For this reason, allowing someone else to take care of food preparation is generally a good plan. In fact you can usually tell how drunk you are by how much food you buy at the end of any given night. 'Yeah, hello mate, can I get a, er, 15” pizza, then can you put a kebab on the top of it and then stick another 15” pizza on top of the whole thing and just drizzle chilli sauce over it all? Yeah, yeah like a giant sandwich, nice one. How much is that? 23.40? Sure, here's 30'. If you're feeling more wasted than usual you might even order something else to eat while the skilled staff at World's Best Pizza & Kebab construct your pizza kebab abomination which you can fall asleep face first in to if the urge takes you. In the past I have known people who have acted like they are the owner of a British Airways gold card because the owner of one of these shit heaps gives them a free Coke every time they order their avalanche of food. This really isn't the bargain you think it is. You've qualified for this sweetner because over the last month you've managed to fund new iPod Touches for the owner, his wife and their seven children.

Don't argue with bouncers

Having a disagreement with a bouncer is a lot like when you accidentally hit your toe against a chair and then decide to start an unwinnable fight by taking retribution against the chair. Kicking the shit out of an inanimate object, it's a move that generally does more damage to you than it. My main disagreement with bouncers is usually a difference of opinion around whether I am or am not to too drunk to enter their one word syllable named venue. Naturally, I am clearly completely off my face because no sober person would ever go in to somewhere called 'Chaos' (ficticious venue name– other bars are available) to pay 3.70 for a pint. What's more, some blonde girl carrying test tubes full of shots has already tried to sell Choas to me with the promise of cheap drinks so we all know why we're here. This is therefore a mute point, of course I'm drunk. That was always the plan, it's like KFC turning away fat people, it's a nonsense. I don't really understand - I'm standing at the entrance to the door, I'm holding the money I've just gone to the cash point a second time to withdraw, even if I don't manage to spend it all on more drinks the chances are I'll drop most of it in the floor. I think that I have plenty to offer as a customer. Despite this irrefutable logic, I have yet to convince any doorman in this scenario.

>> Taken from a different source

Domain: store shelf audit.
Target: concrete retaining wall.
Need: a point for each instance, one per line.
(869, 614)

Don't use Red Bull as a mixer

It's hard to imagine that someone realised that Red Bull and vodka were a good combination by any other method than dire necessity because it was the only possible mixer they had available. It was probably that or soy sauce. There are few more uncomfortable feelings in life than writhing in bed trying to get to sleep when you're high on the amount of caffeine that only 18 cans of Red Bull can provide. Not only that, it also gives you the kind of raging hangover that requires the ingestion of about 6 pints of water to rehydrate you. You have to wonder what the pioneers of this were thinking. As an added bonus, because energy drinks are something you encounter in day to day life, you might also experience relive your restless night as some kind of Vietnam style flash back which may even prompt some light sickness while at work sitting next to comotose coworker looking for an eleven o'clock pick me up. Well there's something to look forward to.